Мы завтракаем в тишине. Я машинально разламываю порцию пайка и протягиваю ей. Она берется за другой конец куска. Наши пальцы не соприкасаются.

Она уже выглядит лучше: на щеках пробился румянец, и она чуть меньше дрожит.

Я съедаю немного, а она только надкусывает. Потом мы молча встаем и идем к выходу из пещеры.

Без слов понятно, куда мы потом направляемся.

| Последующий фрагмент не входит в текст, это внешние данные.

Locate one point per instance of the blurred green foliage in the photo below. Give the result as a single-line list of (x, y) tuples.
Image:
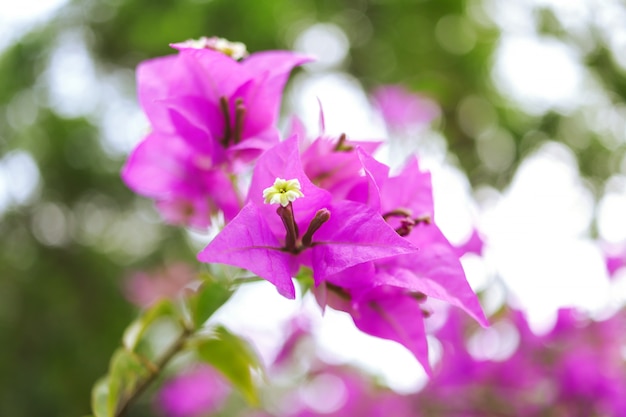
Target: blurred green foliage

Когда подходим к ручью и выходим на тропинку, ведущую к поляне, она откашливается.

– Я думала, с этим платьем покончено. Я же его выбросила.

– Да, я тоже, – отвечаю я. Она напугана, но старается вести себя нормально. – Когда я о тебе думаю, ты всегда в этом платье.

Перед мысленным взором, как вспышка, возникает родительский дом. Они показали его таким, каким я его всегда вспоминаю: повсюду цветы. Не потому ли на ней зеленое платье? Потому что этот образ закрепился у меня в памяти?

– Правда? – тихо говорит она почти без удивления. – Даже обидно. – Но потом в ее голосе слышится ужас: – Их ведь теперь, наверное, два.

– Не думай об этом, – быстро говорю я, но поздно: теперь и у меня те же мысли.


Первая комната, из-за того что в здании снесло стену, на открытом воздухе. Мы забираемся внутрь через разрушенный проход. Обломки хрустят под ботинками.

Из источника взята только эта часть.